DanRuta / xva-trainer

UI app for training TTS/VC machine learning models for xVASynth, with several audio pre-processing tools, and dataset creation/management.
92 stars 17 forks source link

Error While Training #9

Closed royaltongue closed 1 year ago

royaltongue commented 1 year ago

Settings: image

Output:

18:41:18 | New Session 
18:41:18 | No graphs.json file found. Starting anew. 
18:41:18 | Dataset: C:/Program Files (x86)/Steam/steamapps/common/xVATrainer/resources/app/datasets//rdfvd_paimon 
18:41:18 | Language: English 
18:41:18 | Checkpoint: ./resources/app/python/xvapitch/pretrained_models/xVAPitch_5820651.pt 
18:41:18 | CUDA device IDs: 0 
18:41:18 | FP16: Disabled 
18:41:18 | Batch size: 6 (Base: 6, GPUs mult: 1) | GAM: 67 -> (402) | Target: 400 
18:41:18 | Outputting model backups every 3 checkpoints 
18:41:19 | Loading model and optimizer state from ./resources/app/python/xvapitch/pretrained_models/xVAPitch_5820651.pt 
18:41:20 | New voice 
18:41:20 | Workers: 3 
18:41:38 | Fine-tune dataset files: 7 
18:45:00 | Priors datasets files: 179007 | Number of datasets: 28 

Error:

Traceback (most recent call last):
  File "server.py", line 227, in handleTrainingLoop
  File "python\xvapitch\xva_train.py", line 137, in handleTrainer
  File "python\xvapitch\xva_train.py", line 557, in start
  File "python\xvapitch\xva_train.py", line 604, in iteration
  File "python\xvapitch\xva_train.py", line 391, in init
  File "C:\Program Files (x86)\Steam\steamapps\common\xVATrainer\.\resources\app\python\xvapitch\get_dataset_emb.py", line 18, in get_emb
    kmeans = KMeans(n_clusters=n_clusters, random_state=0).fit(embs)
  File "sklearn\cluster\_kmeans.py", line 1376, in fit
    self._check_params(X)
  File "sklearn\cluster\_kmeans.py", line 1307, in _check_params
    super()._check_params(X)
  File "sklearn\cluster\_kmeans.py", line 828, in _check_params
    raise ValueError(
ValueError: n_samples=7 should be >= n_clusters=10.
DanRuta commented 1 year ago

The issue here lies with the clustering pre-processing step, at the beginning of training. Due to the embedding-based speech model, a speech style embedding must be provided. By default, this should be the most "normal" sounding speaking style. For that I approximate it by running clustering (k=10) on all the audio clips' embeddings, and selecting the centroid of the largest cluster.

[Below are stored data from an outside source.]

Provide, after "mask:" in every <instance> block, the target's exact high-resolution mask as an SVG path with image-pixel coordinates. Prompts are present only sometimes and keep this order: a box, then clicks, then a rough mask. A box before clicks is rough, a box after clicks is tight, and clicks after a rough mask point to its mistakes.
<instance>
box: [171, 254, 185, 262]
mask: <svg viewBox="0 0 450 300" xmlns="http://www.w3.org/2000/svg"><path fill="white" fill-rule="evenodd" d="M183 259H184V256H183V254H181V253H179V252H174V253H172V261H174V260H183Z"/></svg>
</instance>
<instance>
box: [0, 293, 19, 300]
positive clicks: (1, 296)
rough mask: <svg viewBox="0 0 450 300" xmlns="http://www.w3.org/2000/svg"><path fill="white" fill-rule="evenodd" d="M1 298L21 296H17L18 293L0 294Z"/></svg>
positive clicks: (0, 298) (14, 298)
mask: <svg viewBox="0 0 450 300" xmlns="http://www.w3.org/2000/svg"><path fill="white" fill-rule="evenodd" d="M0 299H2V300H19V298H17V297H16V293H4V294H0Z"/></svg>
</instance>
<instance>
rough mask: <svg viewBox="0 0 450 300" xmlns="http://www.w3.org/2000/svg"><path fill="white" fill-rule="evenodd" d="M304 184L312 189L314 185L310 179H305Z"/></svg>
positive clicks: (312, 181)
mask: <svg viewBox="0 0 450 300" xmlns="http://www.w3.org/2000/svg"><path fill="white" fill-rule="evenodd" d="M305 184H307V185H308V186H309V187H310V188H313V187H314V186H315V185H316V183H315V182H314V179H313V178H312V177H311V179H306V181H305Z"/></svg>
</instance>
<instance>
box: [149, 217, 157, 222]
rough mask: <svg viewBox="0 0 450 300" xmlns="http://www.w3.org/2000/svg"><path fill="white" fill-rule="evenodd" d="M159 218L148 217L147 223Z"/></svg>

The issue here is that you only have 7 audio files, whereas the clustering is hard-coded to use 10 clusters. This breaks the clustering, as there's less files to cluster than there are clusters to try to form.

7 files is an extremely low number of audio files to use. Generally you'd expect at least 100, 200, or more audio files. An explicit error message may indeed be a good thing to add here, to say this, but the actual solution needs to be that you get more training data, because 7 files will probably not yield you much value.